When he finished with a duck he would then release it and at the very end I was even allowed to release a duck!
The tunnel

The tunnel

Day 2:
Today was going to be a full day at Slimbridge, but our trip was cut short due to the hurricane called St Jude that was forecast to hit our area at about midnight. That only left us from 9:30 to midday to see all the species we wanted to see. We decided to head straight to the hides and we were so quick that we were the first visitors out there! The first hide we went to was the kingfisher hide that (due to the tides) overlooked a flooded field and a bank that kingfishers nest in. In the field there was a wide variety of birds, such as Rook, Barnacle Geese, Canada Geese, Ruff, Lapwings, Pochard, Wigeon and a Cormorant that flew over. There was a medium sized flock of Starlings in the neighbouring trees, as were Jackdaws. In the lake in front of the kingfisher bank, there were mallards, Coots, Shovelers and one Gadwall. In the next hide there was roughly the same layout as the kingfisher hide, except there was no kingfisher nest bank. We saw some Teal dabbling in a tyre track that was filled with water and a family of mergansers were fishing at the back of the lake near to the estuary. The best bird there was clearly the Common Crane (also called the Eurasian Crane) that I spotted flying over the estuary. Only one of those cranes is actually wild, the others are ringed and part of a special breeding programme.
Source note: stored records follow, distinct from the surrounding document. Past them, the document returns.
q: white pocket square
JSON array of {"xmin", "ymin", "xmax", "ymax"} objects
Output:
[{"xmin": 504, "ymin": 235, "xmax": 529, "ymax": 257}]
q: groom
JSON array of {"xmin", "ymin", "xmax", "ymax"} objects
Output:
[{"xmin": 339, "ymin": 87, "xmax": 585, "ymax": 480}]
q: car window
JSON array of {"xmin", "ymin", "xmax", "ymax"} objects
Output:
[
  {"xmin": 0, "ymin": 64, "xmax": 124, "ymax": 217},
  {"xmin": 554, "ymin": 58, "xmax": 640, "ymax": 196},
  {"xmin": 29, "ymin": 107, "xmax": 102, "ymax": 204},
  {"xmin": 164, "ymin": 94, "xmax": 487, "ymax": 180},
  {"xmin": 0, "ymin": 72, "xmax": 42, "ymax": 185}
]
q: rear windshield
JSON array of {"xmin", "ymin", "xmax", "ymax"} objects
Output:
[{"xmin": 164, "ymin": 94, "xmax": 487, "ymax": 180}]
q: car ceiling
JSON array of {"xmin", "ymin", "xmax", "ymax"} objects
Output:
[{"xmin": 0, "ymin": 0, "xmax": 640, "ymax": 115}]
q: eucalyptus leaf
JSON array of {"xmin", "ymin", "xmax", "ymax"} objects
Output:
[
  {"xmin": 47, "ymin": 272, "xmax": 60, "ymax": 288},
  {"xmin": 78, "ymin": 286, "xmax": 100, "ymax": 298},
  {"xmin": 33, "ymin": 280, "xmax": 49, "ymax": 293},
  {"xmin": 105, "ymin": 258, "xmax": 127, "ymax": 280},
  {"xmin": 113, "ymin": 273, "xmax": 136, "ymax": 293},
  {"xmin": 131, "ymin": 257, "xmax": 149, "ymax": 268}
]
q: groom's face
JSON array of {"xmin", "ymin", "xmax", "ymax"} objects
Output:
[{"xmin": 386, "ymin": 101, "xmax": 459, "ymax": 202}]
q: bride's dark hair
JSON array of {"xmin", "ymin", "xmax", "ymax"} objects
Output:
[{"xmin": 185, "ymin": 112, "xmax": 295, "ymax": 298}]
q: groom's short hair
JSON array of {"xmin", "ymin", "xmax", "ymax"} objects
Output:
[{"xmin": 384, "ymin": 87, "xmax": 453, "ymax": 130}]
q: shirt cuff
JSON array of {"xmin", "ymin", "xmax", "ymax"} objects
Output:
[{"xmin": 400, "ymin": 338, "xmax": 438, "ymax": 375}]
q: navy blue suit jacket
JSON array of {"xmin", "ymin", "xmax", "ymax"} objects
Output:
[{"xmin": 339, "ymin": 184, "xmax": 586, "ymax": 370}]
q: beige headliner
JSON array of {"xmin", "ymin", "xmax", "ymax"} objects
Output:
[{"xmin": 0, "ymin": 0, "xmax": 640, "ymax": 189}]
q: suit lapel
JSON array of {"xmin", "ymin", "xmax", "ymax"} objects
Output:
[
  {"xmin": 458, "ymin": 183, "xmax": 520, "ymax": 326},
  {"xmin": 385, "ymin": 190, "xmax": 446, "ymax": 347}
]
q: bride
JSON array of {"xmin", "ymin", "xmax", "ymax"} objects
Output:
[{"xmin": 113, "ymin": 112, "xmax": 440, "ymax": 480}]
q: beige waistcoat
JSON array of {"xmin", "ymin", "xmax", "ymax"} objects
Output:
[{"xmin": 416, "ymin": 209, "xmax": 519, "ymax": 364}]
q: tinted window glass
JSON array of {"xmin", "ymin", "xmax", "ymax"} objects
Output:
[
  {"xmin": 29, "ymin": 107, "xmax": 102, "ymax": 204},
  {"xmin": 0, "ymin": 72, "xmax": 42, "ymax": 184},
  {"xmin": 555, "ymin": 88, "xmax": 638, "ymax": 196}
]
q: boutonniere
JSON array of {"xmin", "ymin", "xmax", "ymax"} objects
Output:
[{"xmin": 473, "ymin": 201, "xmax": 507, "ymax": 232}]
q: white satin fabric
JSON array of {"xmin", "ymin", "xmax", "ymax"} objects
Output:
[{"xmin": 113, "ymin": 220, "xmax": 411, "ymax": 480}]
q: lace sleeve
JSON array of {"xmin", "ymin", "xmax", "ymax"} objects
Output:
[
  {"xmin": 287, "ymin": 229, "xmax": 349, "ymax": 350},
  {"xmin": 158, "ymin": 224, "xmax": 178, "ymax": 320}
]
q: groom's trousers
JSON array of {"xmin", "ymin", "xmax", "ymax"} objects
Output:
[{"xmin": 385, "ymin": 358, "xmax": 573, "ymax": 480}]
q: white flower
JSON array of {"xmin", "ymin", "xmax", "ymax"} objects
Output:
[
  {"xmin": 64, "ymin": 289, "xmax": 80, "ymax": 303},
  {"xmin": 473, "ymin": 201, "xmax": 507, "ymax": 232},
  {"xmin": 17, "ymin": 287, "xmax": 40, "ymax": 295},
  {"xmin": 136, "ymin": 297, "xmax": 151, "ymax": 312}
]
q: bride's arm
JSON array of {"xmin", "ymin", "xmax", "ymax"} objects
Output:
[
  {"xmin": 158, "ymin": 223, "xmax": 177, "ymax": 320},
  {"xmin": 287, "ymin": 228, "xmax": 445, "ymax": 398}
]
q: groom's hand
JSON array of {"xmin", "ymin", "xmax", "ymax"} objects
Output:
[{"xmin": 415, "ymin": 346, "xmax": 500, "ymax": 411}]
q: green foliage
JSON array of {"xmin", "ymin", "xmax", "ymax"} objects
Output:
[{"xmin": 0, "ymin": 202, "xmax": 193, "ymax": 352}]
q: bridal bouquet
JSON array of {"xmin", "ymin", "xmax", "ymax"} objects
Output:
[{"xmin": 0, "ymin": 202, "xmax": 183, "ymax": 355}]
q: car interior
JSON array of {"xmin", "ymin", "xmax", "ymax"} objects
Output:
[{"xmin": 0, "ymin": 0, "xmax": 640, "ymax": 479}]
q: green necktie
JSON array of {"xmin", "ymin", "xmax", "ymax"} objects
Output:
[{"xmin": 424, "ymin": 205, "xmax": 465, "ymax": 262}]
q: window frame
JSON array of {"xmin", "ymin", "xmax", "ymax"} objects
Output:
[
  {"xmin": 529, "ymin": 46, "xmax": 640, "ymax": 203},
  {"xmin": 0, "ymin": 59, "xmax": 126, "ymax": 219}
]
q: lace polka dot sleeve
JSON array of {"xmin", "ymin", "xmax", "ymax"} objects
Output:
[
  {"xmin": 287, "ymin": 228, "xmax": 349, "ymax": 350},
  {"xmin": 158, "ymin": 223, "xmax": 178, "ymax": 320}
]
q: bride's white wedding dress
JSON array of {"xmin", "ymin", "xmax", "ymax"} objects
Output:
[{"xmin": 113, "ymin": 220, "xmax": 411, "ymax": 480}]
The last hide we went to was the Zeiss hide, where the Bittern and the Baird’s Sandpiper were seen the other day. Close to that hide there is brilliant habitat for Bitterns, but all that we could see there today was a feeding Shoveler and a Moorhen. Further out however, we could see tonnes of ducks and waders with the help of a terrific telescope. Among the Wigeon, I could see some Black Tailed Godwits and Greenshank, and also my first views of Redshank, Dunlin, Golden Plover and my favourite, a Spotted Redshank! In the estuary we saw the Common Cranes again, feeding with a group of Great Black Backed Gulls. We also saw a Snipe fly overhead and a Peregrine Falcon keeping a look out on a fence post. One of the most interesting sights of they day though, was when a man drove behind all the waterfowl in a Quad bike and made them all fly up into the air! Before we knew it though it was time to leave, but I can say that it was a truly memorable experience!